Only when another BPC officer, Daniel Lilienstein, asked if the report was a drill, did anyone in the camp realize that the search was set up. But this did not stop anyone from acting professional and following procedures.

Lilienstein asked, "How long has he been gone?" and "When was he last seen?" Chisholm acquired a physical description of Kenniston from his family members.

"Those of us who are volunteering here at 'Quakeville' are using the event as important training in case real disaster strikes," Lilienstein said.

Then, the information was relayed over radio from Lilienstein over to Sikora at the PANDA station. PANDA set up a station at the event to coordinate any help that people might need at "Quakeville" and inform people of what to do during an earthquake.

"This event forces us to think about things that we haven't thought about before," Sikora said.

Sikora then delegated information and assignments to volunteers to help in the efforts to find Kenniston.

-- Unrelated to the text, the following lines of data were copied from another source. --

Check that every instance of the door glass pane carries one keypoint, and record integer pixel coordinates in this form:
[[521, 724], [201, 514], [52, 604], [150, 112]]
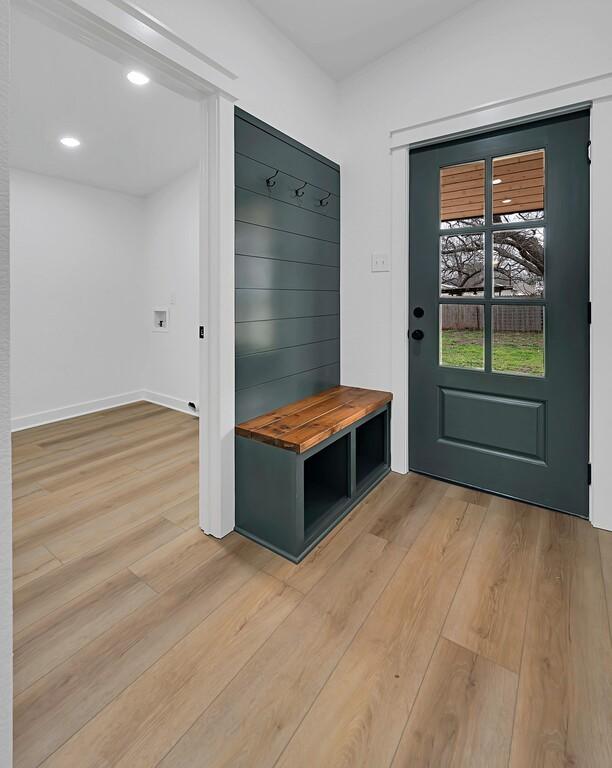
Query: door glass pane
[[462, 336], [462, 195], [518, 339], [518, 187], [518, 262], [462, 265]]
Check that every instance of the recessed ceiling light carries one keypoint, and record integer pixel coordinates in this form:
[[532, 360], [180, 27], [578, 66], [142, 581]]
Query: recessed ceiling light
[[138, 78], [70, 141]]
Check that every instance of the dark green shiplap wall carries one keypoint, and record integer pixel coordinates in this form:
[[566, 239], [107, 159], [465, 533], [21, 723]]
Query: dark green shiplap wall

Search parties were sent to patrol the borders of the park with flashlights.

After 20 minutes, Kou's voice came over the radio: "We have located a man behind the bridge and an oak tree. He has a slight injury."

The Palo Alto Fire Department Explorers responded to the call. The Explorers are a group of high school students who train in first-response techniques at Fire Station #6 on the Stanford University campus for community service, Gunn High School senior Nicola Park explains.

"We are here just in case anything happens," said Justin Grey, an Explorer and junior at Palo Alto High School.

The Explorers administered First Aid techniques such as taking blood pressure and completing a quick diagnosis of Kenniston's "injury."

The 9-year-old twin girls kept shouting that the injury wasn't real, but the Explorer's continued with their procedure.

"We have to let them work," Kenniston said to his daughters. "It is important practice."

The Explorers helped carry Kenniston back to camp and the drill was complete. Kou said she was happy with the results of the simulation.

"We ran the whole thing from start to finish, so now we have a protocol," she said.

Palo Alto Mayor Patrick Burt set up a tent at "Quakeville" and even though he did not participate in the search-and-rescue procedure he said he considered the event a success.

"I wouldn't be surprised if other cities in the area will learn from us and do one of these, too," he said.